Ia menambahkan bahwa 95 persen dari total kunjungan ke pusat perbelanjaan di Indonesia berasal dari kelas menengah bawah. Dengan kondisi daya beli kelompok ini yang masih tertekan, dampaknya turut terasa pada perekonomian secara keseluruhan.
"Dalam kondisi ekonomi seperti ini masyarakat tetap datang di pusat perbelanjaan, tidak berkurang, namun pola belanjanya yang bergeser," pungkasnya.
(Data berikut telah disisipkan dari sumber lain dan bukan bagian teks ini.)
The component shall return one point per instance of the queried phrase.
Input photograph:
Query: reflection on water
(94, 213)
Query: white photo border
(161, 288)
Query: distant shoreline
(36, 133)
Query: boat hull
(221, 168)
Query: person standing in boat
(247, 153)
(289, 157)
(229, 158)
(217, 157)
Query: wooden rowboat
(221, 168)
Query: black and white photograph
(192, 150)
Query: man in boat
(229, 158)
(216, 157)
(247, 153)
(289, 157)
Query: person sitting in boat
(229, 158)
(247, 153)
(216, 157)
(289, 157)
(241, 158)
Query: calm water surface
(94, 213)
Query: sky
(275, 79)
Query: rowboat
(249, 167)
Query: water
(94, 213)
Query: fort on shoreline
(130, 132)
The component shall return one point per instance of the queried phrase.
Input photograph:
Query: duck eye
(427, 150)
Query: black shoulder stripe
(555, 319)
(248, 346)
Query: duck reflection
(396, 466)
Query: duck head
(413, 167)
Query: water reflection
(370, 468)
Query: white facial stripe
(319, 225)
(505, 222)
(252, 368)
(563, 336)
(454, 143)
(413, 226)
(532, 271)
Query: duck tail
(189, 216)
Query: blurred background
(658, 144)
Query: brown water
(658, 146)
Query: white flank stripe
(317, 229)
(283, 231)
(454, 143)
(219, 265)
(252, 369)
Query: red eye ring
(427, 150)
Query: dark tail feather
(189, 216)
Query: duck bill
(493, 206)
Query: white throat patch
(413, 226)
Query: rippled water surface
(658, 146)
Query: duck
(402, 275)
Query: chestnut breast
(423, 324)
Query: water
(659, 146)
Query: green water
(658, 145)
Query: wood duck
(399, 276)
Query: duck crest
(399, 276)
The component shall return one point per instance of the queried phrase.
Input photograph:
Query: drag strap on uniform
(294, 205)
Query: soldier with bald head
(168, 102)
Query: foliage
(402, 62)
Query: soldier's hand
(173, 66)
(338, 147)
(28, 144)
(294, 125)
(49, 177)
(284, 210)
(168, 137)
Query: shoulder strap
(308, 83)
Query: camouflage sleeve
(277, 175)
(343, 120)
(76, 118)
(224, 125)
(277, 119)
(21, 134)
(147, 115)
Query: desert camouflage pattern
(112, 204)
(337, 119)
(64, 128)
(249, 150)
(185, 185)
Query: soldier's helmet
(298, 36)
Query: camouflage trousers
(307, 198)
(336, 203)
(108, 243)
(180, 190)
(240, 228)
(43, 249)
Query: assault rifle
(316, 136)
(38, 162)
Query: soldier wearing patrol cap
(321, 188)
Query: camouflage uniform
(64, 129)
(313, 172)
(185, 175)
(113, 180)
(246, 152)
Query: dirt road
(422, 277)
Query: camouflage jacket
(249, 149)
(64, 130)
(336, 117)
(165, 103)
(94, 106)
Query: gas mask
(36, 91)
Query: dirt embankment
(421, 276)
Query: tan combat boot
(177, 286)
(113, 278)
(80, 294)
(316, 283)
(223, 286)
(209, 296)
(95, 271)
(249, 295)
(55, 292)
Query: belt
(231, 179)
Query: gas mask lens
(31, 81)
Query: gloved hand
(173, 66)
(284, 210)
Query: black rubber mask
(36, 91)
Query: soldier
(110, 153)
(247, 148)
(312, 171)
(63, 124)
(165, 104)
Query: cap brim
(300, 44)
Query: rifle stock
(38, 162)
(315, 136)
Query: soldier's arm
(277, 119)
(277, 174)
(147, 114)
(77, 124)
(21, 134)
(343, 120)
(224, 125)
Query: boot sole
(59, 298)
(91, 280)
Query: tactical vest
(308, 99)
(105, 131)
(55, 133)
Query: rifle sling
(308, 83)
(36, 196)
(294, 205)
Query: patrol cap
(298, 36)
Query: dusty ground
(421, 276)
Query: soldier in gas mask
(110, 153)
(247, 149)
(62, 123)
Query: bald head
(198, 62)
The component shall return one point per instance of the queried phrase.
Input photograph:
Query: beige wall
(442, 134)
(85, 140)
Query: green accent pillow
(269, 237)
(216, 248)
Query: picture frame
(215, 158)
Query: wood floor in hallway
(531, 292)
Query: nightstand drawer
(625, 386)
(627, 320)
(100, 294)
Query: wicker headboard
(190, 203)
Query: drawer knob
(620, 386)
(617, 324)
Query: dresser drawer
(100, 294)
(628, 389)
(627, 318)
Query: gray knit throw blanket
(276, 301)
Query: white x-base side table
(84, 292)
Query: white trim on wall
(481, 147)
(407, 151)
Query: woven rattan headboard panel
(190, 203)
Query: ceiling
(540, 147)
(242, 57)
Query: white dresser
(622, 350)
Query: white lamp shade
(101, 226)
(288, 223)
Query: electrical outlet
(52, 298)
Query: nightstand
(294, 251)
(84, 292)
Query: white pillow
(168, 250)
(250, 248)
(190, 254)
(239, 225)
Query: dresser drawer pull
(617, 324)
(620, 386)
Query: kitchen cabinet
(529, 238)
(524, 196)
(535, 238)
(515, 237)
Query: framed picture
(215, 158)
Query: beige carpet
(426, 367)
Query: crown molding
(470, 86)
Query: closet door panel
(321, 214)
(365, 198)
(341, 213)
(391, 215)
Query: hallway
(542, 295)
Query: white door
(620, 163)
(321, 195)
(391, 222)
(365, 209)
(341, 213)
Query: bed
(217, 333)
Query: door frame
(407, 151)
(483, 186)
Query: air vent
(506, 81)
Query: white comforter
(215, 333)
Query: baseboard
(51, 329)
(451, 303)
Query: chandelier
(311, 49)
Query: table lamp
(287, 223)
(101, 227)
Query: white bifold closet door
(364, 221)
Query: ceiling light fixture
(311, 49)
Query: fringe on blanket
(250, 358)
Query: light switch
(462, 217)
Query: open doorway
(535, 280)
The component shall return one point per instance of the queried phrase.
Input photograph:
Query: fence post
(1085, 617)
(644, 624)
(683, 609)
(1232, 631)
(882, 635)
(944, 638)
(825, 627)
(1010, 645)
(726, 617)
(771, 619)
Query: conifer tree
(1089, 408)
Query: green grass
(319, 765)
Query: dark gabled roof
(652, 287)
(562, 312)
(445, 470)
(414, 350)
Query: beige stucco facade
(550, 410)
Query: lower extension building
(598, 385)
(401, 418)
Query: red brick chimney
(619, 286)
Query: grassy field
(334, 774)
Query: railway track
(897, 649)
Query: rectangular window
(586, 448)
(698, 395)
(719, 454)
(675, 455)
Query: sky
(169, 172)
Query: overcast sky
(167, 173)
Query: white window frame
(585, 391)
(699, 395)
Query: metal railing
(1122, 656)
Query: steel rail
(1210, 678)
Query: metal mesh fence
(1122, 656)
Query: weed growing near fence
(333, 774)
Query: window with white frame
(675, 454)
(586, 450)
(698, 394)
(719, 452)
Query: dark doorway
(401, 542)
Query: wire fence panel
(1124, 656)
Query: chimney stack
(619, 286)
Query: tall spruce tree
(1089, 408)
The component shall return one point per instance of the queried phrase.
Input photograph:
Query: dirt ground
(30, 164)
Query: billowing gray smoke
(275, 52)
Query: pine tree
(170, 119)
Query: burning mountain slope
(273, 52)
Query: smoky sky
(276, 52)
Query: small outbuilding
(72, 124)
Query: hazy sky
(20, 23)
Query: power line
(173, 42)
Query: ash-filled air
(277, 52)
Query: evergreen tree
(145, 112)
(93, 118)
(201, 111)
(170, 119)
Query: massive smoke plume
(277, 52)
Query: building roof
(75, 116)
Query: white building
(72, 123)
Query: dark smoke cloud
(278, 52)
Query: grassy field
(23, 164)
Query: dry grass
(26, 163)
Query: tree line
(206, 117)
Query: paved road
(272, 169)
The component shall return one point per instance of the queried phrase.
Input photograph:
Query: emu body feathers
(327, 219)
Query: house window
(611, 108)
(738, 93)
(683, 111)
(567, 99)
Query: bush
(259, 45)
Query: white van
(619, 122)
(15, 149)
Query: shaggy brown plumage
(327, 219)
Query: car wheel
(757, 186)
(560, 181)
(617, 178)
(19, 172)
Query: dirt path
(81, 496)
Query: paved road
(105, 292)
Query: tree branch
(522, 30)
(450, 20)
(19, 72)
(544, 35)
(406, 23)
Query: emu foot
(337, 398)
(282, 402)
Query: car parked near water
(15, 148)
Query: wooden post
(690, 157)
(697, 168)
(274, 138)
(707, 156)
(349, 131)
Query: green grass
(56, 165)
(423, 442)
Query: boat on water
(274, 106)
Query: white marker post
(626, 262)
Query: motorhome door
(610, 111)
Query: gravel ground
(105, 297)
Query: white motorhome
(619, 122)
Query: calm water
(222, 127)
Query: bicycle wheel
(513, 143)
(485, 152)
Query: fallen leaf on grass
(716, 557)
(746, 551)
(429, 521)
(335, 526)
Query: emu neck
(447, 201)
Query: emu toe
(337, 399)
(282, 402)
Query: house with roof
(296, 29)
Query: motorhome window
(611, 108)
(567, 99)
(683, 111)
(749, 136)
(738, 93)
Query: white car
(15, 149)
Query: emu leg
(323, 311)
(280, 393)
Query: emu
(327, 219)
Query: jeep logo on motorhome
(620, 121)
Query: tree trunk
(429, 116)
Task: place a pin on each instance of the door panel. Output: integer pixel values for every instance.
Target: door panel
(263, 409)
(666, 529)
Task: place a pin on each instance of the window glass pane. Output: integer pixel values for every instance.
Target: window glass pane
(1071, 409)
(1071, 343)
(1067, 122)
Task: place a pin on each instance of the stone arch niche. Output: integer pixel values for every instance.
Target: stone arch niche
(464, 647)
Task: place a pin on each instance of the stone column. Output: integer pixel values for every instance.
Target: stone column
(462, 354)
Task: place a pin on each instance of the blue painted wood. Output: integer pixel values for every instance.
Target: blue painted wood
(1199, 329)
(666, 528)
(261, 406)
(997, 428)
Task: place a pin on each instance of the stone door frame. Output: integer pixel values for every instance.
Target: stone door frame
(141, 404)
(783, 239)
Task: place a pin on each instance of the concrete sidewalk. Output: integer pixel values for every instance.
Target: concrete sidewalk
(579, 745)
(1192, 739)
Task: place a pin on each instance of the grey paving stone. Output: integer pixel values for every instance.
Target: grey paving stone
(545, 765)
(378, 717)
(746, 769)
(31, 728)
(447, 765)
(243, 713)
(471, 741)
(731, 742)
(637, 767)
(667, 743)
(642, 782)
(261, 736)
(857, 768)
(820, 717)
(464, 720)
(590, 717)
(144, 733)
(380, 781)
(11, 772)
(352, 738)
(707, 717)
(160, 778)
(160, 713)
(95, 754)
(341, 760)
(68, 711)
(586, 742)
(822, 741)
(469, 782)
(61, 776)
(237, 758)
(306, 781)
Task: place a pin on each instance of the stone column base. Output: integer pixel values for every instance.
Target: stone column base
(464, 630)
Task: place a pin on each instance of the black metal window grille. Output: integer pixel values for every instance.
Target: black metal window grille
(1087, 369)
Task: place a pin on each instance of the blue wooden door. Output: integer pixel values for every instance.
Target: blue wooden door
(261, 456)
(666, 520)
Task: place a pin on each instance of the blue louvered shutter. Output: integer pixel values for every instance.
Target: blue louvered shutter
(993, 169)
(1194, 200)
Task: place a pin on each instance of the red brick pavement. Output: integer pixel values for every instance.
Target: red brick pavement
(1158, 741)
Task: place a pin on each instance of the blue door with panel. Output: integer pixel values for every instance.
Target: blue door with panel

Aturan Insentif PPh Karyawan
Pemerintah telah menerbitkan Peraturan Menteri Keuangan (PMK) Nomor 10 Tahun 2025 yang mengatur Pajak Penghasilan Pasal 21 atas Penghasilan Tertentu yang Ditanggung Pemerintah (DTP) dalam rangka stimulus ekonomi tahun anggaran 2025.
Kebijakan ini ditetapkan dan mulai berlaku sejak 4 Februari 2025 sebagai bagian dari langkah strategis untuk meringankan beban pajak karyawan, meningkatkan daya beli masyarakat, serta menjaga stabilitas perekonomian nasional.
Kebijakan ini merupakan tindak lanjut dari kenaikan tarif Pajak Pertambahan Nilai (PPN) sebesar 1 persen menjadi 12 persen yang mulai diberlakukan pada 1 Januari 2025.
Dengan adanya insentif pajak ini, pemerintah berharap dapat mengurangi dampak kenaikan PPN terhadap daya beli masyarakat sekaligus mendorong pertumbuhan ekonomi melalui peningkatan konsumsi rumah tangga.
Direktur Penyuluhan, Pelayanan, dan Hubungan Masyarakat Direktorat Jenderal Pajak (DJP), Dwi Astuti, menjelaskan bahwa penerbitan PMK Nomor 10 Tahun 2025 adalah bentuk komitmen pemerintah dalam menjaga daya beli masyarakat melalui paket-paket stimulus yang diberikan.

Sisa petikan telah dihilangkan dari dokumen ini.